U.S. Extends Sanctions On Hezbollah For Support Of Syrian Government

The U.S. Treasury Department on Friday announced an extension of sanctions against Hezbollah, a Lebanon-based Shiite militant group, for its support of the Syrian government.

U.S. Extends Sanctions On Hezbollah For Support Of Syrian Government

The U.S. Treasury Department on Friday announced an extension of sanctions against Hezbollah, a Lebanon-based Shiite militant group, for its support of the Syrian government.

Hezbollah, which the United States has long designated a terrorist organization supported by Iran, has provided training, advice and extensive logistical support to President Bashar al-Assad's military campaign against an uprising that began last March, the department reported.

The agency accused the group of directly training Syrian government personnel inside Syria, and facilitating the training of Syrian forces by the Quds Force, an elite unit of Iran's Revolutionary Guard Corps.

"Hizballah's extensive support to the Syrian government's violent suppression of the Syrian people exposes the true nature of this terrorist organization and its destabilizing presence in the region," Under Secretary for Terrorism and Financial Intelligence David S. Cohen said in a written statement announcing the sanctions.

Friday's announcement comes just as fighting for control for the embattled Syrian city of Aleppo raged and just before a trip by Secretary of State Hillary Clinton to Turkey for talks on the Syrian crisis.

But the specifics of the extended sanctions are unclear.

Meanwhile, Great Britain also announced Friday an extra $7.8 million in aid for the Syrian rebels fighting to oust al-Assad.

The money will not pay for weapons but is intended for medical and communication supplies, British Foreign Secretary William Hague said.

"The people of Syria can not wait indefinitely," he said. "The Syrian people need urgent help."

Hague's announcement came as shelling and clashes continued throughout Syria.

Syrian security forces killed at least 91 people, including 51 in Aleppo, said the Local Coordination Committees (LCC) of Syria, a network of opposition activists.

The day before, opposition groups said at least 134 people were killed.

Residents reported intense shelling Friday in a village in Hama as well as in two neighborhoods in Homs, the LCC reported.

An activist from the Al Midan neighborhood of Damascus told CNN described tanks as being everywhere smoke billowing in the capital. Troops, he said, were raiding homes and arresting people.
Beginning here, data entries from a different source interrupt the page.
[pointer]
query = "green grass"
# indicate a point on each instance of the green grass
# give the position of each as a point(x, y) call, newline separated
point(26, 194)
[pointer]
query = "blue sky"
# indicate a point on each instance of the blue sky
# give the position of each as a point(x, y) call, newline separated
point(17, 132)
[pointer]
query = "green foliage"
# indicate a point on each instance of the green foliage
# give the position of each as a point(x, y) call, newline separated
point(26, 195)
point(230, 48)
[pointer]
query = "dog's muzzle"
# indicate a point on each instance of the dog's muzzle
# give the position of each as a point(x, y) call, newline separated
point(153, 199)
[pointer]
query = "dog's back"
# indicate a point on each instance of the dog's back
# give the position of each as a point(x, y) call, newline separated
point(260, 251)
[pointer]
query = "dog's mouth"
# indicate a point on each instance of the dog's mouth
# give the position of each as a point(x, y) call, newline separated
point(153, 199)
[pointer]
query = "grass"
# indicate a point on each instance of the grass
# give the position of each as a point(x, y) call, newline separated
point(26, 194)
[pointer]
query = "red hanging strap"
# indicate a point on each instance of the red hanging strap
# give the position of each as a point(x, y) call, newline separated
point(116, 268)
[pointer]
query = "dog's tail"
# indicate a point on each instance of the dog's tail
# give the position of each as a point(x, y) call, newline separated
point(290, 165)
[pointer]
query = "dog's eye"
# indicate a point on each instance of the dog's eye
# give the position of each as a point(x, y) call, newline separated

"The situation is terrible," said the activist, who was not identified because of security reasons.

Witnesses also reported shelling in Aleppo, Syria's largest city, the LCC said.

Syrian armed forces are tracking down and inflicting "heavy losses" on rebels in the Aleppo neighborhoods of Al-Ithaa and Saif Al-Dawla, Syrian state TV said Friday.

The Syrian government and rebel groups have been battling for days to control Aleppo, a key front in a conflict that morphed into a civil war after government forces began cracking down on peaceful protesters in March 2011.

Roughly 17,000 people have been killed since the fighting began, the United Nations said last month. The opposition has put the toll at more than 20,000.

Civilians in Aleppo were increasingly at risk from aerial attacks, artillery shelling and gunfire, Human Rights Watch said Friday. The group urged both sides to refrain from indiscriminate attacks.

"As Syria deploys helicopters, fighter jets, tanks, and heavy artillery in populated areas of Aleppo, it should do everything feasible to protect civilians from harm," said Anna Neistat, acting emergencies director at Human Rights Watch.

"At the same time, the Free Syrian Army forces in and around the city should do what they can to minimize the risk to civilians in the fighting."

The incessant bloodshed if forcing increasing numbers of Syrians to flee across the borders into Turkey, Lebanon, Jordan and Iraq, the United Nations refugee agency said Friday.

Almost 150,000 Syrians are now living as refugees, the agency said.

In Turkey alone, the refugee population has exceeded 50,000 people, with more than 6000 new arrivals recorded this week alone. Many are from the Aleppo area.

Foreign powers have called on al-Assad to stop the bloodshed and step down but they have not intervened militarily in Syria as they did in Libya.

Syria's harshest critics including the United States were absent from a meeting called by Iran to discuss the Syrian crisis. However, more than two dozen countries attended attended, notably China and Russia, key allies of Damascus.

Iranian Foreign Minister Ali Akbar Salehi called the meeting a success, Iran's state-run news agency IRNA reported Friday.

"Attendance of more than 30 countries at the conference shows its success, and we hope that more countries whose policies correspond and are in line with Iran's diplomacies attend similar conferences in the future," the foreign minister said, according to IRNA.

George Sabra, a spokesman for the opposition Syrian National Council, disagreed.

"When the Iranians talk about their readiness to host a meeting between the regime and the various opposition factions in Tehran, they forget that the problem in Syria is not about finding a place to initiate a national dialogue, the main problem is to stop the regime from mass-murdering innocent civilians and shelling every city in Syria," he said.